Tuesday, March 22, 2016

Traffic was literally at a standstill today

It was an unbelievable day. It took me 2 hours to get to work this morning when it ordinarily takes me just 45 minutes and that with the usual morning congestion. And on my way back from the hospital after visiting someone there, it took me 1½ hours to get home when it would just take half an hour. 

The commute back was longer than usual because there were road works in the route I took. But the morning traffic was unusual. 

The Star Online carried the news: Unusually bad traffic jam Tuesday morning. It said that, "The main cause of the congestion could not be determined." I however think it is because of the weather. It was raining, though not heavily but as the usual traffic slows down, it affected the entire system.

I remember reading in The Economist some years ago that any delays in traffic would cause further delays time four, if I am not wrong. For example, if a car was stalled at the middle of the road for 10 minutes would cause a traffic jam that will last for 40 minutes.
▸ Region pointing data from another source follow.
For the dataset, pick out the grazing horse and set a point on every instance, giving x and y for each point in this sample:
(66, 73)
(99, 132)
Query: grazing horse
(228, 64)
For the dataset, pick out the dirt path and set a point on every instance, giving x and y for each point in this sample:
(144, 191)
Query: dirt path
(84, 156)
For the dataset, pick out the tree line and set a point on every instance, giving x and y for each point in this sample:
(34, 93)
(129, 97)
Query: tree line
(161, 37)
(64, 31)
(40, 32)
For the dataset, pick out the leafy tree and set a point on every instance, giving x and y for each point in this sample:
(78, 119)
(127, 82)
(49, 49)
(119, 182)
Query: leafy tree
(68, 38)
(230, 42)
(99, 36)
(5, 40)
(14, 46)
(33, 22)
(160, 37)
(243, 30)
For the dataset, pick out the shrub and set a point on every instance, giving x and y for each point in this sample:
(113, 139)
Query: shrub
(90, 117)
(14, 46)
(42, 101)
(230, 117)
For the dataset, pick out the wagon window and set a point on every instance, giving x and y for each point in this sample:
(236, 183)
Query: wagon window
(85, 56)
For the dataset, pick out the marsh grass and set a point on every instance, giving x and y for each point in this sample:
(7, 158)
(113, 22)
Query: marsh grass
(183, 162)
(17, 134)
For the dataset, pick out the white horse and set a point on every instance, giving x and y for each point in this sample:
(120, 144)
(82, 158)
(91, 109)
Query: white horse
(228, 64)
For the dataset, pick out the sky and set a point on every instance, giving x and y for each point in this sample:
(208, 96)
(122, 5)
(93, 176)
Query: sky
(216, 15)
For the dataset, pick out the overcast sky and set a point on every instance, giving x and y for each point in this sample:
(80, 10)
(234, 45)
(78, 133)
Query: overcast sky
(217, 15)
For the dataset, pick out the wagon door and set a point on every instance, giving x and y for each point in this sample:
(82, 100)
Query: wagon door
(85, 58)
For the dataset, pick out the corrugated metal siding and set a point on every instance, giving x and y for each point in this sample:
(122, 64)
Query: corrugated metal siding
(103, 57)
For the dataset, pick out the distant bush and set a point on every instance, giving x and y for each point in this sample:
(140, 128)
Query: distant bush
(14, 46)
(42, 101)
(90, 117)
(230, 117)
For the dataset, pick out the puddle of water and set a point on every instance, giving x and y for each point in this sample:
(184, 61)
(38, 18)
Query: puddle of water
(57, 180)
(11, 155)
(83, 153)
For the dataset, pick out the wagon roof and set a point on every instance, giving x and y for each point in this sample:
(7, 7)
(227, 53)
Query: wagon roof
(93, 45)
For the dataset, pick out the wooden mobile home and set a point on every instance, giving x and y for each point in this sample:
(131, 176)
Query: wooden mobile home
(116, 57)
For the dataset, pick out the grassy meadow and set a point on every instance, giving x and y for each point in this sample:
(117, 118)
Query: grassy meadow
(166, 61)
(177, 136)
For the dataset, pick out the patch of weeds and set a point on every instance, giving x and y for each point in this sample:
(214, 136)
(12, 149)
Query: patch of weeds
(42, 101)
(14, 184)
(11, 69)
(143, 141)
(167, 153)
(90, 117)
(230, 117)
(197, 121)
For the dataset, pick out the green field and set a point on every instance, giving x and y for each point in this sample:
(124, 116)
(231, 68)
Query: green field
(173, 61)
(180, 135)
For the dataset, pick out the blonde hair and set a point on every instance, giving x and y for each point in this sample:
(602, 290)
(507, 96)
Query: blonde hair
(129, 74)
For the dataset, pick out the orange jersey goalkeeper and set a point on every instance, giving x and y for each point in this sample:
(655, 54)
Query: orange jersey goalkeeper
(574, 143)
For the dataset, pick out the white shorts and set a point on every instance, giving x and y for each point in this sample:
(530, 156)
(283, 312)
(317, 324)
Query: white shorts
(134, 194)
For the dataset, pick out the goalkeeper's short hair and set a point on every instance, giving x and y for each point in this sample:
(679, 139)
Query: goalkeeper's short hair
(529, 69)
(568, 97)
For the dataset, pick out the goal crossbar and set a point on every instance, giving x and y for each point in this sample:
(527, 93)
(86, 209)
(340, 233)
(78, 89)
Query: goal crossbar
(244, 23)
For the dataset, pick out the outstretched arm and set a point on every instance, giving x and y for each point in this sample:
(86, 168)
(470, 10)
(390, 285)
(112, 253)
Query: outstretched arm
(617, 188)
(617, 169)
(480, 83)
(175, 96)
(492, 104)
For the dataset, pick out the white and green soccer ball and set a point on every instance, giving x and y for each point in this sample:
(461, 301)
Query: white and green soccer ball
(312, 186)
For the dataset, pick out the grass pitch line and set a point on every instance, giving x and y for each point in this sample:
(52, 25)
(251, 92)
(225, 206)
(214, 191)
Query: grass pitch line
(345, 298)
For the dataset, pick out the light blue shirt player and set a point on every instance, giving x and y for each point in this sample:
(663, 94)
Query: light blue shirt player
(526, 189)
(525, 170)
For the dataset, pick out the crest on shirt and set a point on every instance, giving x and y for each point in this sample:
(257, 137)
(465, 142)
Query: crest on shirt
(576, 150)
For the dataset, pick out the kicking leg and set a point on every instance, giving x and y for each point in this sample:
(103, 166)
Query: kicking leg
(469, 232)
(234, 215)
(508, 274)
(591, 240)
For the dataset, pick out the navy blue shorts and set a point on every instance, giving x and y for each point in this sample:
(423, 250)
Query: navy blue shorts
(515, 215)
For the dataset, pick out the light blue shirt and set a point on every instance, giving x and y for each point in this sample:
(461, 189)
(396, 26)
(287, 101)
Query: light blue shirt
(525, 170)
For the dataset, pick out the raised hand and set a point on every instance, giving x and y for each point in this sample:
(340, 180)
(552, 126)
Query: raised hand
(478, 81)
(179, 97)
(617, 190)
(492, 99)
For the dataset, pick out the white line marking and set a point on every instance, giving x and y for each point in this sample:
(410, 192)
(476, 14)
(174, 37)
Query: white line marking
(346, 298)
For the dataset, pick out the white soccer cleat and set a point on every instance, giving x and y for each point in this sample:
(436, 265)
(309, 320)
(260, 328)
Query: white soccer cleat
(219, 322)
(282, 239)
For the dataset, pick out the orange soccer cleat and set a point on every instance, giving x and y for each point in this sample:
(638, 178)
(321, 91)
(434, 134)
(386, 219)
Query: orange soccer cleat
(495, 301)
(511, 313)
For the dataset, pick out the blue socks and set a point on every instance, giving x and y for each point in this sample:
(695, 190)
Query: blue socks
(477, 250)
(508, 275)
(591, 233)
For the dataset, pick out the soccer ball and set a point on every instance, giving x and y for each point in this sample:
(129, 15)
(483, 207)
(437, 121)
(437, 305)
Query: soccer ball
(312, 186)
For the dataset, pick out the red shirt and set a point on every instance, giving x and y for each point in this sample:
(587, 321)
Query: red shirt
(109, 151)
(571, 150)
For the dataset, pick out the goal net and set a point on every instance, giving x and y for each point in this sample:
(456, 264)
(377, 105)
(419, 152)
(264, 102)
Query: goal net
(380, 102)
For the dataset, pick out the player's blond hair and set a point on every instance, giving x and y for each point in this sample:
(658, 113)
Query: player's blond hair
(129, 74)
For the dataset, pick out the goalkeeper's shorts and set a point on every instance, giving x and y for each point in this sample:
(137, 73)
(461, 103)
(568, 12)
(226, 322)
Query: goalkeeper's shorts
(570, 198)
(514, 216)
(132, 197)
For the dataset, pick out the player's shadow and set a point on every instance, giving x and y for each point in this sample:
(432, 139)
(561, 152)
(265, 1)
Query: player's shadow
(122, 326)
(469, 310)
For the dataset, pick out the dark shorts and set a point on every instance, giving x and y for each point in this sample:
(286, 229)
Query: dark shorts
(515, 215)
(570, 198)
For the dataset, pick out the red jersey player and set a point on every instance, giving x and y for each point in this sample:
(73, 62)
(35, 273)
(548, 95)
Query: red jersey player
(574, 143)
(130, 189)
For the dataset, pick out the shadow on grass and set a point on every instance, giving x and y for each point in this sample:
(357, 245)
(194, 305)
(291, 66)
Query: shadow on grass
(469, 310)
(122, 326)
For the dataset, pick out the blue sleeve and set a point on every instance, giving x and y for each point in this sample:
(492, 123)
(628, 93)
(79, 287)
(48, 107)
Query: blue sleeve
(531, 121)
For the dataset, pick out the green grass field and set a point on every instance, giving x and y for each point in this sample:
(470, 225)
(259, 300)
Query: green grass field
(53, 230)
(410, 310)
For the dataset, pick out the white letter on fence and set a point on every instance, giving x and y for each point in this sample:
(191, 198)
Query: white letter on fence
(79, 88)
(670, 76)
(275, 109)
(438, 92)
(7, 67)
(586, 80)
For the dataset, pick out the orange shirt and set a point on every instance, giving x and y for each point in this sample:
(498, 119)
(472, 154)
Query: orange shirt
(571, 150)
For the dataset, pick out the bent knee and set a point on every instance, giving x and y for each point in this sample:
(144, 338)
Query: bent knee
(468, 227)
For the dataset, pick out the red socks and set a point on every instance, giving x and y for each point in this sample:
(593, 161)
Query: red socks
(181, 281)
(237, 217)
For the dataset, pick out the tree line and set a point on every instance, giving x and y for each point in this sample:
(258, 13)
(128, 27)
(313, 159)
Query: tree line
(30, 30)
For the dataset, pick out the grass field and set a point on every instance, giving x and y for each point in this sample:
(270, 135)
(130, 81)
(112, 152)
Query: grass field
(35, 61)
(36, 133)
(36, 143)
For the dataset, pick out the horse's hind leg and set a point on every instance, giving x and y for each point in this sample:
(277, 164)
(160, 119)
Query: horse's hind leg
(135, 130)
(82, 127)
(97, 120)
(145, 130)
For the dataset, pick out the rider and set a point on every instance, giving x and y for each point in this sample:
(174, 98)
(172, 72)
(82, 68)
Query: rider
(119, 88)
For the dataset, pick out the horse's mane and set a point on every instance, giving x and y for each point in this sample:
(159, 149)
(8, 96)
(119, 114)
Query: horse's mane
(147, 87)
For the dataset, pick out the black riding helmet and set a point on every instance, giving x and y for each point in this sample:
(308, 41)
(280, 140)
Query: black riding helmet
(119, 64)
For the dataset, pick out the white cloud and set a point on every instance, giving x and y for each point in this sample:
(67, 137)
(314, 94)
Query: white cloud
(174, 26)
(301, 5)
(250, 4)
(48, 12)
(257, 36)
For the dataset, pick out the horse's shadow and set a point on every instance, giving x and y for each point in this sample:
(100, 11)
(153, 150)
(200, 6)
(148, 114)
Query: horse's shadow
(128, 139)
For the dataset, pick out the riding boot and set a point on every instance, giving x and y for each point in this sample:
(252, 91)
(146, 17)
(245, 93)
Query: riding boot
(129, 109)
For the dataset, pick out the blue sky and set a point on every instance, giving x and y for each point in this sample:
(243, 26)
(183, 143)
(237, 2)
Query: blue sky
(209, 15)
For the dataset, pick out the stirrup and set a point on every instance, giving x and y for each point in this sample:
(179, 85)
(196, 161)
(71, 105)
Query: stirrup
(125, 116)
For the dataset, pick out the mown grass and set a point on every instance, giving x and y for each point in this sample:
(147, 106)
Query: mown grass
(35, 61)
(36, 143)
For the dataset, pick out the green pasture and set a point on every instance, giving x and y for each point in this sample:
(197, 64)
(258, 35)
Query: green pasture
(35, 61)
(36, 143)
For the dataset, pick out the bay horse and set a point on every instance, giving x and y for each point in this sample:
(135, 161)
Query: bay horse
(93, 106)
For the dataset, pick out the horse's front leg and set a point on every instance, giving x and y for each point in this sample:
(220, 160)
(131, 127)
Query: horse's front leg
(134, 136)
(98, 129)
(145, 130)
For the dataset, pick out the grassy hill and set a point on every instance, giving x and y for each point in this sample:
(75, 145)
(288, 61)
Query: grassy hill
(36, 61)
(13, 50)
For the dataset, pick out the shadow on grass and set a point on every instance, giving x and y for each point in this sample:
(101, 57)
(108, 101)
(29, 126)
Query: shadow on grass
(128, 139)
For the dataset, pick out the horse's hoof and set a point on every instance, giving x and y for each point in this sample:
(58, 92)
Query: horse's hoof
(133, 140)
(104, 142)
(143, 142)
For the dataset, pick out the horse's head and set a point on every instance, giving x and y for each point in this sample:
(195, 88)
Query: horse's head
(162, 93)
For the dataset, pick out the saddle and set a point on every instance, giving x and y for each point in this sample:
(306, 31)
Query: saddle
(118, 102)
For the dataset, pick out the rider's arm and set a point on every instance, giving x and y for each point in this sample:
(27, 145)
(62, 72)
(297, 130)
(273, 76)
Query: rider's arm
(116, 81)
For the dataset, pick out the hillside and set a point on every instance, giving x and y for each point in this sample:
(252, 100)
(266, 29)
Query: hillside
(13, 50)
I could not find the article now and so I could not confirm it as fact.

But I found this article which may just explain the unusual traffic congestion this morning: Traffic jam mystery solved by mathematicians

It says that, "Mathematicians from the University of Exeter have solved the mystery of traffic jams by developing a model to show how major delays occur on our roads, with no apparent cause...Their model revealed that slowing down below a critical speed when reacting to such an event, a driver would force the car behind to slow down further and the next car back to reduce its speed further still. The result of this is that several miles back, cars would finally grind to a halt, with drivers oblivious to the reason for their delay. The model predicts that this is a very typical scenario on a busy highway (above 15 vehicles per km). The jam moves backwards through the traffic creating a so-called ‘backward travelling wave’, which drivers may encounter many miles upstream, several minutes after it was triggered...When you tap your brake, the traffic may come to a full stand-still several miles behind you. It really matters how hard you brake - a slight braking from a driver who has identified a problem early will allow the traffic flow to remain smooth. Heavier braking, usually caused by a driver reacting late to a problem, can affect traffic flow for many miles."

believe this was what exactly happened this morning because of the rainy weather.